Es ist nicht klar, wie sich das auf die Außenpolitik auswirken würde. Trump selbst ist eine tickende Zeitbombe. Er hat keine klare Idee im Kopf, außer sich selbst! Er hat auch eine Vorliebe dafür, alles zu zerstören, was andere mit aufgebaut haben – wobei er sich immer sehr eng an das oberste Prinzip hält: die Superreichen und die Macht der Konzerne zu bereichern, zumindest den Teil, der seine Majestät nicht ankratzt. Seine Konkurrenten in der Partei haben so viel Ehrfurcht und Angst vor seiner Macht über die Massen, dass sie kaum etwas sagen.
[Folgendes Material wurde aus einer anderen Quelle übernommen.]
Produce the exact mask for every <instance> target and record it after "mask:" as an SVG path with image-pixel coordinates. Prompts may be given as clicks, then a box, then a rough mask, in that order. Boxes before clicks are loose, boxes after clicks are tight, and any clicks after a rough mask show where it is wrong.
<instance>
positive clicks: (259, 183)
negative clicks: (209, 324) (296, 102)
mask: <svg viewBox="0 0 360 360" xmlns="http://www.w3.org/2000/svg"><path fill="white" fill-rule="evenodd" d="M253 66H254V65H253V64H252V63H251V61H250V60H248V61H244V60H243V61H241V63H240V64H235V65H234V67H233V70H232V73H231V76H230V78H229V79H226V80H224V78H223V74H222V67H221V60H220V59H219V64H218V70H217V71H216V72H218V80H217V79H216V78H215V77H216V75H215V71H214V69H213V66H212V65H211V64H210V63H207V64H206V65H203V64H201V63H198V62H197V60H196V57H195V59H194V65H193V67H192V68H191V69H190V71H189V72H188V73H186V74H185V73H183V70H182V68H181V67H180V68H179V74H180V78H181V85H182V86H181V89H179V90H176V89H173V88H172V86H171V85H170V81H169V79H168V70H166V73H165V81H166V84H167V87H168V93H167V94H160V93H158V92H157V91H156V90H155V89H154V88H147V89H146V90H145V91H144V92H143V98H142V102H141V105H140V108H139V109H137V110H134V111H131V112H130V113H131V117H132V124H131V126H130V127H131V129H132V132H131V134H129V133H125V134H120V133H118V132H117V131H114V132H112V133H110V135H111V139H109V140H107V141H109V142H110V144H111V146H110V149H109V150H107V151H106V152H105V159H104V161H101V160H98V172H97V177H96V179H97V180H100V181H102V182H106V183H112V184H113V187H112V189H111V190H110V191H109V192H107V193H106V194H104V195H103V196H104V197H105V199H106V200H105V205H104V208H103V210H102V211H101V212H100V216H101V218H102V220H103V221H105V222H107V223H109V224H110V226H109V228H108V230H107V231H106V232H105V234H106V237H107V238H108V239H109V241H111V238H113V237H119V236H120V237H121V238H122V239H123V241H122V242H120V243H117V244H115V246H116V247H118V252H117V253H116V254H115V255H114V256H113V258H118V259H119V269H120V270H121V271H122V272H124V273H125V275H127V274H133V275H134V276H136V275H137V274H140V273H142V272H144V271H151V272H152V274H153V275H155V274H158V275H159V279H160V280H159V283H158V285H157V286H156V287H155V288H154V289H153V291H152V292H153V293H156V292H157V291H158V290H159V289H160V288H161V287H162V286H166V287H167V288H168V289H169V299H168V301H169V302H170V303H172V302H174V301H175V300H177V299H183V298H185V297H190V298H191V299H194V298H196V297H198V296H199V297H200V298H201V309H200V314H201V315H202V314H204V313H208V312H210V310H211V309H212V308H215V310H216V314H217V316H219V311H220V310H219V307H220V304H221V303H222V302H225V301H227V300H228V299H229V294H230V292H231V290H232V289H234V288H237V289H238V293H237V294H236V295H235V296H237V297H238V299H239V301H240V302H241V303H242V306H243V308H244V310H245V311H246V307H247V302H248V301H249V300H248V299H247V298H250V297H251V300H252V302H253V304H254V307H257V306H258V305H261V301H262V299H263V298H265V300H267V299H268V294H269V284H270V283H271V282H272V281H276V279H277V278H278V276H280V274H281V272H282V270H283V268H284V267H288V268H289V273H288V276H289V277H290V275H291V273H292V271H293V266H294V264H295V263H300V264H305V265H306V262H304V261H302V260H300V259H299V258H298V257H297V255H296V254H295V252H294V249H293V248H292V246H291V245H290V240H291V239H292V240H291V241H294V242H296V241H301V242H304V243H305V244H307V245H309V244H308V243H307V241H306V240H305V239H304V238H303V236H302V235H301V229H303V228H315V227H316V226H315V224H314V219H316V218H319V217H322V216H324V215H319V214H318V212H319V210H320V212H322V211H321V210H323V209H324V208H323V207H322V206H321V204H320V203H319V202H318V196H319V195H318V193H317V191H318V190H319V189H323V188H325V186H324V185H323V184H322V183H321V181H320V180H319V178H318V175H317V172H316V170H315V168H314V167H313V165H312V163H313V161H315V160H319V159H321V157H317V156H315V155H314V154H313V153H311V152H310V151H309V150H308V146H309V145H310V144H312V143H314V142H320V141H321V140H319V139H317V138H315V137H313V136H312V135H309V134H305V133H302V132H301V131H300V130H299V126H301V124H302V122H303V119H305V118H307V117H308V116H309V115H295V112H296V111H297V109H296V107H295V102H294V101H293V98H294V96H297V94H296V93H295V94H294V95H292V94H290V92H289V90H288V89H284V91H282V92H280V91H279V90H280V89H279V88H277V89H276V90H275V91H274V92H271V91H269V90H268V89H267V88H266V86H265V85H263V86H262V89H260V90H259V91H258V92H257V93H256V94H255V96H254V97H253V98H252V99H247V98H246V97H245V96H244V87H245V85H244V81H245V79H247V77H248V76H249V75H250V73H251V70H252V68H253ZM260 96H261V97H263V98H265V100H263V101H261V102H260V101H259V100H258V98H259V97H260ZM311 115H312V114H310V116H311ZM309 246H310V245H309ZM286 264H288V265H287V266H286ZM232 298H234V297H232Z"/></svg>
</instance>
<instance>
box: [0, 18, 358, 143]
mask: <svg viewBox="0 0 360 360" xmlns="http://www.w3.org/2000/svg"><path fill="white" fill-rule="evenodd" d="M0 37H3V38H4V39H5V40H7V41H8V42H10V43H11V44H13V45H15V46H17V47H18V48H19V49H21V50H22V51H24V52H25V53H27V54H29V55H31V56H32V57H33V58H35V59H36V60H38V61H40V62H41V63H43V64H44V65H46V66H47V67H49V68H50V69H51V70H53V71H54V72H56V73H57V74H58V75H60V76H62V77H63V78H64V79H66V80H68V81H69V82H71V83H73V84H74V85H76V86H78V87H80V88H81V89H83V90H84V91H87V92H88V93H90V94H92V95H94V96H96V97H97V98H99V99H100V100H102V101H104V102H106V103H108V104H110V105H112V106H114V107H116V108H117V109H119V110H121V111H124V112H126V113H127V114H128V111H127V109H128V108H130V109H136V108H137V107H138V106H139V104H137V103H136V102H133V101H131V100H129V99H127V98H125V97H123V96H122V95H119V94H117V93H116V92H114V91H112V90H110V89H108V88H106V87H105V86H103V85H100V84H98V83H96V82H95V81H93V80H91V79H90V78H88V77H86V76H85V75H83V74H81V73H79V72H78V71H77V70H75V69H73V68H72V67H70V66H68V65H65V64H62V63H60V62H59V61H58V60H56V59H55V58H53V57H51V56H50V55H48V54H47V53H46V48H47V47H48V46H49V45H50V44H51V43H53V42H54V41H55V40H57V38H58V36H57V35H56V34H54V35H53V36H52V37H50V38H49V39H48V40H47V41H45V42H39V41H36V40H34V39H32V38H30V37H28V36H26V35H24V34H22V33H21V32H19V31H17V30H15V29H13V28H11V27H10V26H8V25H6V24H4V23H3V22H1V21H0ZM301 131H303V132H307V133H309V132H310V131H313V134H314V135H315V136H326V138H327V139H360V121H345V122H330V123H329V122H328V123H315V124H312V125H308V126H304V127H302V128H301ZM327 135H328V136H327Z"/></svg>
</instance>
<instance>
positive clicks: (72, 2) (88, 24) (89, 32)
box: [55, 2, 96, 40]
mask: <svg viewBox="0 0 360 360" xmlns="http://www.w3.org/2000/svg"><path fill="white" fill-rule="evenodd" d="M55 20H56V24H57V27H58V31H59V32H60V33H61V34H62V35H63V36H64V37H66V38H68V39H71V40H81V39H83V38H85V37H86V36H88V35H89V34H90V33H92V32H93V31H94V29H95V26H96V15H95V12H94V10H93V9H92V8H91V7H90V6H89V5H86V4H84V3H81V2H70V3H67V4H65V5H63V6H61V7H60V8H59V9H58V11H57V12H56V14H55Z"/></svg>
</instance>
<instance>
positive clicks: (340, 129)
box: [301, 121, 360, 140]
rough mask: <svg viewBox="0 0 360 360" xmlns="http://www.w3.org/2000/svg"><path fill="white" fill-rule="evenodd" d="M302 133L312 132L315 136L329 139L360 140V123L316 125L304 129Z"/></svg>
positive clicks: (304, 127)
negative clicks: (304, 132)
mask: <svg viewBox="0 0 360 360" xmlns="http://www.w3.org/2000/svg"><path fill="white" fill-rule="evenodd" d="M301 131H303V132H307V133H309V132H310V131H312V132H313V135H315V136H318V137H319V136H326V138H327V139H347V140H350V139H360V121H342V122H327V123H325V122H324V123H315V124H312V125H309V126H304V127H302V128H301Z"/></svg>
Die allgemeinen Auswirkungen auf den Weltfrieden und die Sicherheit scheinen klar genug zu sein. Trumps Triumphe in der Außenpolitik haben die beiden größten Bedrohungen für das Überleben der organisierten menschlichen Gesellschaft erheblich verstärkt: Umweltzerstörung und Atomkrieg. Beide wurden von seiner Abrissbirne nicht verschont. Er stieg aus dem Pariser Abkommen über die drohende Klimakatastrophe aus und tat, was er konnte, um Vorschriften zu beseitigen, die die Klimawandel-Auswirkungen auf die Amerikaner etwas abschwächen.
Er setzte das (von G.W. Bush begonnene) Programm der Republikaner zur Demontage des Rüstungskontrollsystems fort, das mühsam aufgebaut wurde, um die Bedrohung durch einen Atomkrieg zu verringern. Er hat auch das gemeinsame Abkommen mit dem Iran über die Atompolitik (JCPOA) zunichtegemacht und damit gegen die Zustimmung des UN-Sicherheitsrats zu diesem Abkommen verstoßen, was wiederum die globalen Bedrohungen erhöht hat.
Was er in bestimmten Fragen als neuer Präsident genau tun würde, kann man nur vermuten. Vielleicht das, was er gerade auf Fox News gehört hat.
Die Vorstellung, dass die Zukunft der Welt bald wieder in solchen Händen liegen könnte, übersteigt fast die Vorstellungskraft.
An wichtigen Aufgaben für die Zukunft mangelt es also nicht.
Noam Chomsky ist Professor emeritus für Linguistik am Massachusetts Institute of Technology und Ehrenprofessor an der Universität von Arizona, politischer Dissident und Buchautor. Zuletzt erschien von ihm zusammen mit Marv Waterstone im Westend Verlag: "Konsequenzen des Kapitalismus. Der lange Weg von der Unzufriedenheit zum Widerstand".